Contrairement aux craintes du gouvernement Harper, le Canada pourrait devancer les États-Unis et fixer un prix sur le carbone sans miner sa croissance économique. Et cela pourrait même se faire sans nuire à la Saskatchewan et l'Alberta, les deux plus grands émetteurs de gaz à effet de serre au pays par rapport à la taille de leur économie.

Ce sont les conclusions publiées cette semaine par l'Institut C.D. Howe, un think-tank torontois pourtant peu reconnu pour ses positions de gauche.

«Même si le Canada impose une politique sur le carbone et que ses partenaires commerciaux ne le font pas, les taux de croissance (économique) ne seraient pas significativement altérés», écrit l'Institut.

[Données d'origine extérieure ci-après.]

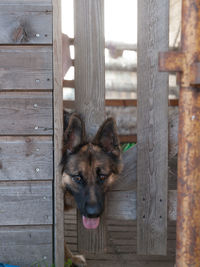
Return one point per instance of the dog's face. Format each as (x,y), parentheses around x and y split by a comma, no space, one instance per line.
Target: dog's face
(90,168)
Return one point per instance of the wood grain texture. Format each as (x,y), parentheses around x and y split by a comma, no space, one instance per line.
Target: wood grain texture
(121,246)
(25,67)
(27,5)
(90,62)
(90,91)
(26,113)
(152,128)
(26,203)
(58,134)
(25,245)
(26,158)
(29,24)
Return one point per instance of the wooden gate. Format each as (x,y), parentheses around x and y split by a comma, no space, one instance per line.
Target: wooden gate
(115,242)
(31,206)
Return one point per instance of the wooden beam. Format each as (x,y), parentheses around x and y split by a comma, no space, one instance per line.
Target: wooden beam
(58,134)
(152,129)
(90,91)
(119,103)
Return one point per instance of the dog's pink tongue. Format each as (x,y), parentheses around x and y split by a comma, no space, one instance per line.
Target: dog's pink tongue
(90,223)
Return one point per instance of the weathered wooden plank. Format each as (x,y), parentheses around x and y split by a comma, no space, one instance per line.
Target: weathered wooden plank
(90,91)
(152,128)
(26,203)
(90,62)
(25,245)
(27,23)
(25,67)
(26,158)
(127,263)
(122,205)
(58,134)
(27,113)
(38,5)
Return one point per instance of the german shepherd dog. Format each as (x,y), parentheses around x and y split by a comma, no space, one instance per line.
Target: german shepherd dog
(89,168)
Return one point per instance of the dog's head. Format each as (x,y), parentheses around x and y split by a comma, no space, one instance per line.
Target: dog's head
(90,168)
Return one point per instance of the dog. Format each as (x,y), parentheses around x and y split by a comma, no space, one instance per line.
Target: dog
(89,169)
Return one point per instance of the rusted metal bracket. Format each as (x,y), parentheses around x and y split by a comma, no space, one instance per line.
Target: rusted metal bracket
(187,63)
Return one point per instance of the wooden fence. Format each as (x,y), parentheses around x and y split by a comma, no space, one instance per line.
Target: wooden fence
(30,133)
(115,242)
(31,206)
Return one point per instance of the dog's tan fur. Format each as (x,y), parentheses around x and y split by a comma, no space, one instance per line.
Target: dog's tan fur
(94,166)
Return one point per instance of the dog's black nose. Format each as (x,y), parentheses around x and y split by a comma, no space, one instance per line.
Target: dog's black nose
(93,210)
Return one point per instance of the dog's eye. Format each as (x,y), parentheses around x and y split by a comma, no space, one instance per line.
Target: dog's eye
(102,177)
(77,179)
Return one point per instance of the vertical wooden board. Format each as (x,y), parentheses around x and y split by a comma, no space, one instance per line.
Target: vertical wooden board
(58,134)
(26,158)
(25,23)
(152,127)
(27,113)
(90,91)
(25,67)
(26,203)
(90,62)
(26,245)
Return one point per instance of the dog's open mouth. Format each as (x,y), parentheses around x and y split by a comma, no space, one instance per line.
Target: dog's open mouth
(90,223)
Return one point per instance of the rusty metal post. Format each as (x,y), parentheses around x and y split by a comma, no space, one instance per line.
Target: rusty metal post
(187,62)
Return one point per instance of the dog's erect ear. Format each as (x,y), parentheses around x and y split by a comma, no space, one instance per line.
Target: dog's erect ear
(107,136)
(75,133)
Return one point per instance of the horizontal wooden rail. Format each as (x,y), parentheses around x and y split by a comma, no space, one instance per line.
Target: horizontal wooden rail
(119,103)
(120,46)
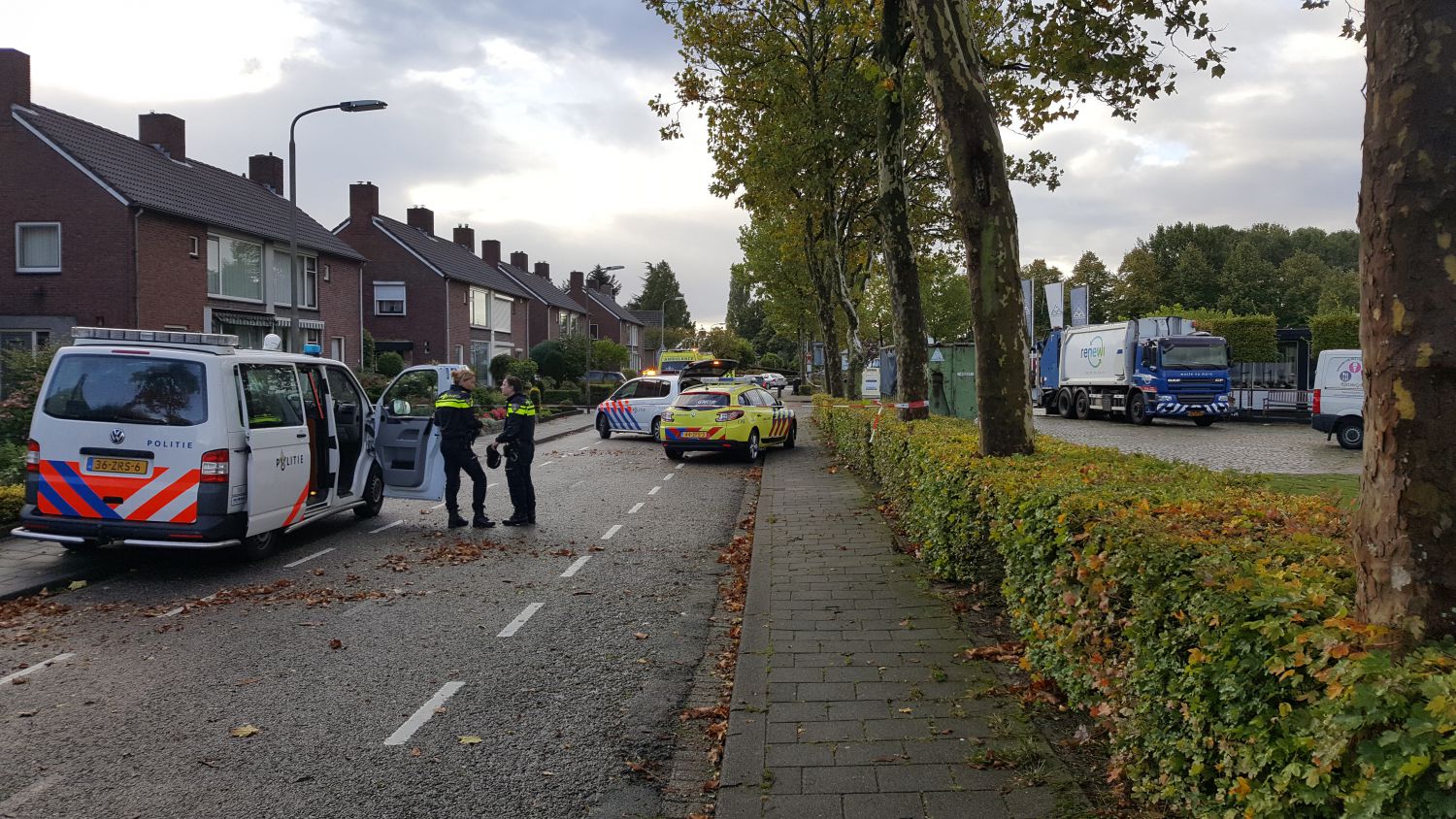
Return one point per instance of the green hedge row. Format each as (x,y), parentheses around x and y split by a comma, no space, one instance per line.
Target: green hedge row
(1205,620)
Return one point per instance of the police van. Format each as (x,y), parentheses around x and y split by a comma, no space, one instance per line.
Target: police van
(185,441)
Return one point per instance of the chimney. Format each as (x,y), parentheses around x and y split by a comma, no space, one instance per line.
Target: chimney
(424,218)
(491,250)
(363,203)
(15,79)
(163,131)
(267,171)
(465,238)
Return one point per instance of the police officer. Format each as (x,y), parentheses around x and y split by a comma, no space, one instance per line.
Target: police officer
(518,437)
(457,425)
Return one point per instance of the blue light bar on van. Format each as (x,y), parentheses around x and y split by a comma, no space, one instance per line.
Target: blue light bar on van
(156,337)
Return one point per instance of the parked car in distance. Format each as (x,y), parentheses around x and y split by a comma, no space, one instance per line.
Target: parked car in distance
(1339,405)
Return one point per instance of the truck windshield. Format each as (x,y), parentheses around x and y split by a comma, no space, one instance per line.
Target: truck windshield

Les auteurs invalident aussi l'idée que l'Alberta et la Saskatchewan feraient les frais d'une politique fédérale sur les gaz à effet de serre (GES), affirmant que des mesures simples pourraient empêcher ces effets pervers.

«Si les décideurs veulent réduire les émissions de gaz à effet de serre au Canada, ils peuvent le faire», tranche l'Institut.

«L'une des barrières à l'action au Canada est la crainte qu'une politique fédérale sur le climat amène un transfert de richesse des provinces à haute émission vers les provinces à faible émission. Cette étude montre qu'il y a des options pour surmonter ses préoccupations», s'est réjoui Matt Horne, de l'Institut Pembina, une organisation environnementale d'origine albertaine.

Les auteurs de l'Institut C.D. Howe examinent plusieurs façons pour le fédéral d'atteindre sa nouvelle cible de réductions. Celle-ci vise maintenant à ramener les émissions à 17% sous leur niveau de 2005 d'ici 2020, une cible beaucoup moins ambitieuse que l'engagement du Canada de réduire les émissions de 6% par rapport au niveau de 1990 pris en vertu du protocole de Kyoto.

Le premier scénario examiné par l'Institut C.D. Howe est l'approche de réduction par intensité que le gouvernement fédéral avait proposée en 2008, mais qu'il n'a jamais adoptée. En calculant les émissions permises comme un pourcentage de la production, cette approche permet notamment à une entreprise d'augmenter ses émissions si elle augmente sa production.

Ironiquement, les auteurs montrent que ce scénario aurait eu pour effet de transférer de la richesse des provinces les moins polluantes comme le Québec et la Colombie-Britannique vers l'Alberta et la Saskatchewan.

Pourquoi? Parce que les provinces les plus polluantes ont davantage d'options bon-marché pour diminuer leurs émissions que les provinces déjà propres. Si le fédéral avait instauré son programme, l'Alberta et la Saskatchewan auraient donc pu surpasser leurs cibles et générer des crédits de carbone qu'elles auraient pu vendre aux autres provinces.

Les autres avenues explorées par le C.D. Howe consistent en gros à fixer un prix sur le carbone en mettant à l'encan des permis de polluer qu'il faut acheter. Les provinces polluantes devraient évidemment en acheter davantage, mais l'Institut propose de leur retourner les sommes perçues par des réductions sur l'impôt des entreprises.

Cette solution permettrait de réduire les effets négatifs sur les gros pollueurs.

Selon l'Institut C.D. Howe, le Canada pourrait choisir n'importe laquelle de ces avenues pour réduire ses émissions de GES sans craindre pour sa croissance, qui ne serait affectée au pire que de 0,02%.

«Une politique sur le climat ne conduira pas nécessairement à une réduction de la profitabilité des entreprises, ni à un flot d'investissements hors du Canada», concluent les auteurs.